So one of my first tasks in my new job is getting a code base into readiness from its state as "works on the original developer's laptop". And, naturally, this process is hindered by the fact that it is a Python codebase and I'm a Ruby guy. Still this is software development 101 – release management – and I do know how to do that.

A python requirements.txt file is the equivalent of a Ruby Gemfile – an ASCII text file that identifies the libraries to load into an application.

Here's an example of a Gemfile:

gem 'rails', '~> 6'
gem 'puma', '~> 3.11'
gem 'mysql2', '>= 0.4.4', '< 0.6.0'
gem 'bootsnap', '>= 1.1.0', require: false    

And here's a Python requirements.txt file:

Pygments==1.4
SQLAlchemy==0.7.1
South==0.7.3
amqplib==0.6.1
anyjson==0.3

The syntax is different but they are clearly the same type of thing – a package name and a version number. The reason that the version number is important is that this locks a package down to a specific version number.

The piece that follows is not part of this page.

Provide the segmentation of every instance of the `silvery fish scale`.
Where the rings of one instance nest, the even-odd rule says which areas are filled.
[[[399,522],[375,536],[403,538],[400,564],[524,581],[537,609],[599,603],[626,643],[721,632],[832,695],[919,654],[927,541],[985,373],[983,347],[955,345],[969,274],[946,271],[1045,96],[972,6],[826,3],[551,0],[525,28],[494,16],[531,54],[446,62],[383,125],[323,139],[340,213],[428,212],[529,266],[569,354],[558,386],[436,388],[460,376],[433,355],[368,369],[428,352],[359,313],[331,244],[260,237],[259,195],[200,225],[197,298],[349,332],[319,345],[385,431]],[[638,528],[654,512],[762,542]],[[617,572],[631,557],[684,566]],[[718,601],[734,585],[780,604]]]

I'll write later why this is so damn important these days but for now please accept that it is (its a security thing).

So the questions become:

  • How do you know what package names to put there?
  • How do you know what version number to use?

The first one is easy – you look for lines at the start of your Python program that begin like this:

  import iso8601
  import ujson as json
  import zstandard as zstd
  import numpy as np
  
  -or-
  
  from fire import Fire

Do I understand the difference between it beginning with "from" and "import"? Nope. Nor do I need to at this point.

So my first entry in this requirements.txt file might be:

zstandard==9999

My guess was that Python would either give me an error message that helped me or let me know what was going on when I gave a crazy version number. This is done with a command line like this:

pip install -r requirements.txt

Here's what happened:

Collecting zstandard==9999 (from -r requirements.txt (line 17))
  ERROR: Could not find a version that satisfies the requirement zstandard==9999 
  (from -r requirements.txt (line 17)) (from versions: 0.0.1, 0.1, 0.2, 0.2.1, 0.2.2,
     0.3.0, 0.3.1, 0.3.2, 0.3.3, 0.4.0, 0.5.0, 0.5.1, 0.5.2, 0.6.0, 0.7.0, 0.8.0, 
     0.8.1, 0.8.2, 0.9.0, 0.9.1, 0.10.0, 0.10.1, 0.10.2, 0.11.0, 0.11.1)
ERROR: No matching distribution found for zstandard==9999 (from -r requirements.txt 
  (line 17))

And that tells us that 0.11.1 is a valid version number so our requirements line becomes:

zstandard==0.11.1

The final trick is to build this up one dependency at a time. That way you resolve everything as you go instead of N conflicts all at once.

In closing there are also some standard libraries that follow the same from / import calls but don't actually need to be in requirements.txt. Here are some seeming examples:

import re 
from sys import stdin

My best advice here is play around with the 9999 trick and see if a version number appears. If it does then put it in requirements.txt and if not, well, kill it since then it is likely a Python built in.

And while I suspect there are more subtleties buried deep within Python's requirements.txt facility, this is a pretty good stopping place.